A day of suspense and hurried high-level discussions, including a meeting of the National Security Council, the country's supreme policy making body, preceded Egypt's decision late today to continue participation in Peace talks with Israel.
President Anwar Sadat summoned an emergency meeting of the council after word was received here that Secretary of State Cyrus Vance was postponing his departure for Jerusalem because of disagreement over the agenda of the talks.
At one point this morning, Egyptian Foreign Minister Mohammed Kamel told reporters that the expected the Jerusalem talks to be postponed indefinitely.
The National Security Council includes the leaders of Egypt's political and military institutions.
One of the members is the minister of war, Gen.
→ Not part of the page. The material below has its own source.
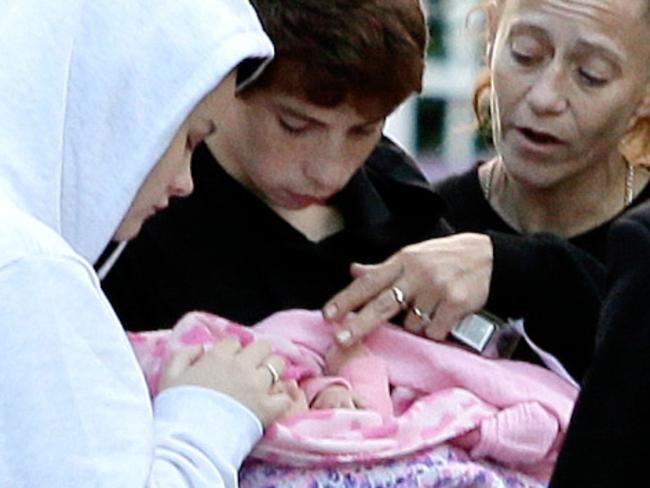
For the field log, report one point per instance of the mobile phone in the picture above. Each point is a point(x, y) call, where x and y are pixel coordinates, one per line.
point(475, 331)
Mohammed Gamassi, who last week engaged in two days of negotiations with Israeli military officials about the details of an Israeli withdrawal from the occupied Sinai Peninsula and then said on Egyptian television last night that Israel's terms had been rejected as an affront to Egyptian sovereignty.
Another member is Vice President Hosni Mobarak, who had been up most of the night in contact with U.S. ambassador Hermann Eilts about the agenda dispute.
Eits conferred with Saday this morning, and as he left the president's residence beside the Nile, the official cars of the National Security Council members began arriving their occupants grim and silent.
Kamel emerged after a three-hour session to say the decision had been made to go ahead with the trip to Israel.
It was announced later that the council heard a report from Mobarak on new American proposals for the Jerusalem agenda that the Egyptians said "satisfied the viewpoints of both sides "and therefore it was decided to go ahead. No information was released on the substance of the new proposals and tonight the Ministry of Information published a communique saying the negotiations were now at such a delicate stage that Egypt would not discuss them in public any further.
This drama followed several days of strongly worded complaints from Sadat that Israel has entered into the peace negotiations wanting only to take and not give and of growing impatience among this country's top officials with what they regard as unreasonable Israeli demands.
While this impatience is apparently genuine, it would also suit Egypt's negotiating purposes if the implied threat to call off the peace talks because of Israel's hard-line positions should cause the Israelis to reconsider their approach.